We were all trapped in this little pool,
and we wanted to get out of our little pool
and go to the ocean, and the ocean was the place of freedom
with all the multiplicity and varieties of creatures
that lived in it and
blah blah, right? I really believed that that's what the revolution was going to be because I'd
read that book and I knew that was a banned book and I knew that that's what the nation was trying
to do. So in the time that it did take place, there was only excitement. In the same
way that I look at, you know, the footage that came out of Syria, out of Damascus within
the first week or two or three after the fall of Assad. And my heart ached because people were flocking.
Syrians were flocking from other parts of the world,
coming to Damascus.
It was absolutely the same for a lot of Iranians
who were around the world.
And after the 1979 revolution came back thinking
that they were going to build the country.
And- You saw that, hold on, I'm just asking this
because it's relevant to you.
Even as someone who is Jewish in Iran,
with now, you know, a radical Islamic leader taking over,
you still thought that? Your parents thought that?
No, my parents didn't.
Okay.
My parents were grieving.
My parents were like, you know, in...
You know, they were drawing the curtains,
shutting the shutters, locking the doors,
going, you know, just huddling together.
And you're like, what the fuck are you doing?
Yeah, exactly.

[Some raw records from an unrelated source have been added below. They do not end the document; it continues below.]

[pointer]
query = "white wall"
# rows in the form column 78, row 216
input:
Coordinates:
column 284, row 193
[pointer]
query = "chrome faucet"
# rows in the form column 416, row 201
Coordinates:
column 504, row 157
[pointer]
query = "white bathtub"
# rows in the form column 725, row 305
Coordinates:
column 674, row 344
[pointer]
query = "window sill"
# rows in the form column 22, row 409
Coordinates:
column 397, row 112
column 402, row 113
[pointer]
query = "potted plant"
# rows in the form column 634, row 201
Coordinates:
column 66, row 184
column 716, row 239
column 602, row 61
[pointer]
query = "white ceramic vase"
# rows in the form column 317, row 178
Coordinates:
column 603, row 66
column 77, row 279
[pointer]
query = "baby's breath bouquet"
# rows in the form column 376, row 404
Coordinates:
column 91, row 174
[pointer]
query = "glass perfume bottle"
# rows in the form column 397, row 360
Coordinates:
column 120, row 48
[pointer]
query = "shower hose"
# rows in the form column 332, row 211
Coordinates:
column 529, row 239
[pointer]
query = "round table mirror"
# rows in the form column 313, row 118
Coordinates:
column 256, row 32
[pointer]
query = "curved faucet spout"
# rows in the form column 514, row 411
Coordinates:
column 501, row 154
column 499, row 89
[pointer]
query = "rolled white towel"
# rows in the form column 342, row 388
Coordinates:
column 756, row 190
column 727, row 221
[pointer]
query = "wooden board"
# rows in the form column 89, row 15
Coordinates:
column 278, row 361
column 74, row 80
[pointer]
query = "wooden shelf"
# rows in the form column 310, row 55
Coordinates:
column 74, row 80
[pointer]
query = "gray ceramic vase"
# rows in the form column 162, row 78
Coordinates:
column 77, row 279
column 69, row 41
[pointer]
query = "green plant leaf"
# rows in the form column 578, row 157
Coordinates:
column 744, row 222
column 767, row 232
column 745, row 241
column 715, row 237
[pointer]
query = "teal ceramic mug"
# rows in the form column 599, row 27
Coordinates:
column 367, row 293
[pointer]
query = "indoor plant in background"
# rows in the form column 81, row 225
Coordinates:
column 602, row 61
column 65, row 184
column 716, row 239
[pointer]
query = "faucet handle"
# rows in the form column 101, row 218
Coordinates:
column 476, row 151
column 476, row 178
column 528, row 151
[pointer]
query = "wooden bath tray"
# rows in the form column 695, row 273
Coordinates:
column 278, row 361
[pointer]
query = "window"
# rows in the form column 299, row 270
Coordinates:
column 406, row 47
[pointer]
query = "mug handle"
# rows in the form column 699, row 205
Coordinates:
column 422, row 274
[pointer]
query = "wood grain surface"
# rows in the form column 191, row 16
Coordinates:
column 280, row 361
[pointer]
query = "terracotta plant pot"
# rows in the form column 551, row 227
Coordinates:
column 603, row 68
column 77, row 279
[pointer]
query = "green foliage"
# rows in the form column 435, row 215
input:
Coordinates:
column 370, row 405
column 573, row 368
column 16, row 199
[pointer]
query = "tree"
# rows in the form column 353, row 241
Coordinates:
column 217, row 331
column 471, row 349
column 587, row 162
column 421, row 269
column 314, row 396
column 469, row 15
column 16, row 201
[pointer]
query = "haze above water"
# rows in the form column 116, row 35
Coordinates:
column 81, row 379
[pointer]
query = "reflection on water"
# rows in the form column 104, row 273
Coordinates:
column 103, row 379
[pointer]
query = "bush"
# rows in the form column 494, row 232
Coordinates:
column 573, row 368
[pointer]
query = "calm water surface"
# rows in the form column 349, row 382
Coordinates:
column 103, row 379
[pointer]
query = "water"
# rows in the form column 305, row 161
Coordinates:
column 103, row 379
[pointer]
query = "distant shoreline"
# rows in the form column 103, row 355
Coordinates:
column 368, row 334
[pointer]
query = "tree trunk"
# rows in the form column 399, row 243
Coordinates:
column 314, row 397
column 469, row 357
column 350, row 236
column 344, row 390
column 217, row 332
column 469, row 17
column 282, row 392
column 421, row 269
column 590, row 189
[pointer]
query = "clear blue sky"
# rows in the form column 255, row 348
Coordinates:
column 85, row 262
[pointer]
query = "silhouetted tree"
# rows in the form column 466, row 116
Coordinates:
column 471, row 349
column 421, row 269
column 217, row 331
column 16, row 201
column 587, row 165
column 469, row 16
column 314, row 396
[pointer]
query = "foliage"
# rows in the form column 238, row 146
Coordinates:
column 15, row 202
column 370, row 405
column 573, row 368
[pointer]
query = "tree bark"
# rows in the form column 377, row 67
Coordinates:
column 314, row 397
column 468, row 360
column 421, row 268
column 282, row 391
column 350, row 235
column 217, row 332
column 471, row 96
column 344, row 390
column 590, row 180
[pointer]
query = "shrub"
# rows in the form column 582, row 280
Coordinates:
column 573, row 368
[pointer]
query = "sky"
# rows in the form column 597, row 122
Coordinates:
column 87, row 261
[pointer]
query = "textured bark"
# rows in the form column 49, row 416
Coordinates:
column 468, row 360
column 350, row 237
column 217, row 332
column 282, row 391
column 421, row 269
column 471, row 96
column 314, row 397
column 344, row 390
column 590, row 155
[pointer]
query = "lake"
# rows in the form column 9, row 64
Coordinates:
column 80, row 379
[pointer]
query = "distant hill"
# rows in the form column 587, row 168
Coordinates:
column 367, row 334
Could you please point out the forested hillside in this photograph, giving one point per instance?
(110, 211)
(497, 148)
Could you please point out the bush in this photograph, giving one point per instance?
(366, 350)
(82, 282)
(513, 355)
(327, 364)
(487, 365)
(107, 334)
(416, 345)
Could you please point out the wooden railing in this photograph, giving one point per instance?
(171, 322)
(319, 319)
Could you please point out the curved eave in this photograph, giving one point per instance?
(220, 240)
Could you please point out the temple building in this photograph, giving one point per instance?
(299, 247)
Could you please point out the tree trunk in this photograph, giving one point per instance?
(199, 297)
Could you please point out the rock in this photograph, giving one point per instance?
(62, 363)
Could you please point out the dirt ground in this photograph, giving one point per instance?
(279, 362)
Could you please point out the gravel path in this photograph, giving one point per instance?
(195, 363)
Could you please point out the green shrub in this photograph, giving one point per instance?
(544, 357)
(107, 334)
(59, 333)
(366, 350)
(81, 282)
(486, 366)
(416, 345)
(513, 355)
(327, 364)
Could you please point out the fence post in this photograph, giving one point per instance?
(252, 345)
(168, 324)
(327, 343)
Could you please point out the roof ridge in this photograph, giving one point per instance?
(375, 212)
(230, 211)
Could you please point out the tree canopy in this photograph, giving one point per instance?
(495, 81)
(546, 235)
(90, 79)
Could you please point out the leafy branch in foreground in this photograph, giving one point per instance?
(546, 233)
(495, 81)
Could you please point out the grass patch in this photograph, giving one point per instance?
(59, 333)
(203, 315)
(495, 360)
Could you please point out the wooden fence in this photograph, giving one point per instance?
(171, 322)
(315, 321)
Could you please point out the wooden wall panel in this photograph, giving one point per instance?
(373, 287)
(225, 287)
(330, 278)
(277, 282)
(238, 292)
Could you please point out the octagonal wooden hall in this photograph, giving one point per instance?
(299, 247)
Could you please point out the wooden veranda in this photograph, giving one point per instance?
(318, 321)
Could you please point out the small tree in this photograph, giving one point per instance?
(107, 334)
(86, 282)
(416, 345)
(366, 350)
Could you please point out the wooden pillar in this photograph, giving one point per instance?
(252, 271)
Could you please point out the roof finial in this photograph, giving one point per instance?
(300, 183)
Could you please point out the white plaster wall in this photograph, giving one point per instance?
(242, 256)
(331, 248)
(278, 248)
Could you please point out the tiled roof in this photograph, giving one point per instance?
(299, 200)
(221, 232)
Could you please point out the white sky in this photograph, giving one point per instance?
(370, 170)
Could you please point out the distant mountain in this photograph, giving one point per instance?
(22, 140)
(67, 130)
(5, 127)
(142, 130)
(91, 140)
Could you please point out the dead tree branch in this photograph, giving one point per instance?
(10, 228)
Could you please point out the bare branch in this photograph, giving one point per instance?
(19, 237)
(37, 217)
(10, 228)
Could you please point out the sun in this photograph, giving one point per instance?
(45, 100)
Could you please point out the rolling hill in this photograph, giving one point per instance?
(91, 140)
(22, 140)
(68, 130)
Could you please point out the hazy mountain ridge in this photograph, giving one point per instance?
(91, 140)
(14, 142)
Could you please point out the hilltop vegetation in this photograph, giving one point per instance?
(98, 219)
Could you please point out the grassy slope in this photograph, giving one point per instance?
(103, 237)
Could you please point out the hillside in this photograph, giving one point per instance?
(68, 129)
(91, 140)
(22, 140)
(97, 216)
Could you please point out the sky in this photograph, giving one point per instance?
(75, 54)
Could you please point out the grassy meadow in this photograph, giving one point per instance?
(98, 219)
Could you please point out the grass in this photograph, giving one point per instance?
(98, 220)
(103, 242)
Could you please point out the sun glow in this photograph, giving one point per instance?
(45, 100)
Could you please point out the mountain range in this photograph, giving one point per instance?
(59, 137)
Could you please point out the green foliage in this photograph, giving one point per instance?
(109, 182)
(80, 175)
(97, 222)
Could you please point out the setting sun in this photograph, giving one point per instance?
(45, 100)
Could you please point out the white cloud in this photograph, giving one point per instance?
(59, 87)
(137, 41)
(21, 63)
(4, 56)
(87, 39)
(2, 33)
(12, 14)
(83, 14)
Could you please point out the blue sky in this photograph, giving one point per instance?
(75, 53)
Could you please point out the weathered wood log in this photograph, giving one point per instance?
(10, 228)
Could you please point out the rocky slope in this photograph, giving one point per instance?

You know?
I'm... You know, people have asked me
because I give book talks and people say,
are you stupid?
I said, no, I wasn't stupid, I was 12.
You know, and the only thing I and, you know,
people like me had going for them,
you know, was our youth.
Because if we were older, you know, 20, 30 years older,
we would know that this isn't something to be excited about
as my parents weren't.
But, um, but you know, we were young,
and we had read these books with these metaphors,
and it really looked like, um, something much better was gonna come.
When did that change for you?
Um, I talked about this recently.
I began to feel cracks in that belief as early as March 8th of 1979.
So not long after they took over.
Not long. So what happened on March 8th, 1979? It was International Women's Day. And...
Can't have that there. Boom! Exactly! For God's sake!
This is exactly what it was.
That, you know, there has been a revolution.
Two thousand five hundred years of history has collapsed. Iran is going through the biggest upheaval, not just
of its modern history, but perhaps of all of its history. And this guy who was in exile
in a turban is returning to the country to replace somebody with this opulent crown and, you know, everything.
And so, you know, he comes to the country at the end of January, and by February 11th,
the Shah is gone, the regime has changed, he's in power.
And you would think that there's so much to do, right?
There is a military to put together,
there is a cabinet to put together,
there is like foreign policy to think of,
there is domestic policy to think of,
there is like, you know, the whole country has access
to all these guns because they've gone into these,
you know, barracks and they have, you know, they have
taken over the barracks. So everybody has distributed the weapons and they're all running
around with kleshnikovs everywhere. So you have to make the country safe, reclaim all those weapons.
But what does Ayatollah Khomeini begin to talk about?
What does Ayatollah Khomeini begin to talk about? Re-instituting the Islamic dress code laws.
What?
This is your priority?
So you know, about two weeks after he's come and he's come to power, he says, I think we
need to bring back the mandatory hijab, mandatory Islamic dress code laws. And so on March 8th, 1979, people in Iran
take to the streets, women in Iran take to the streets.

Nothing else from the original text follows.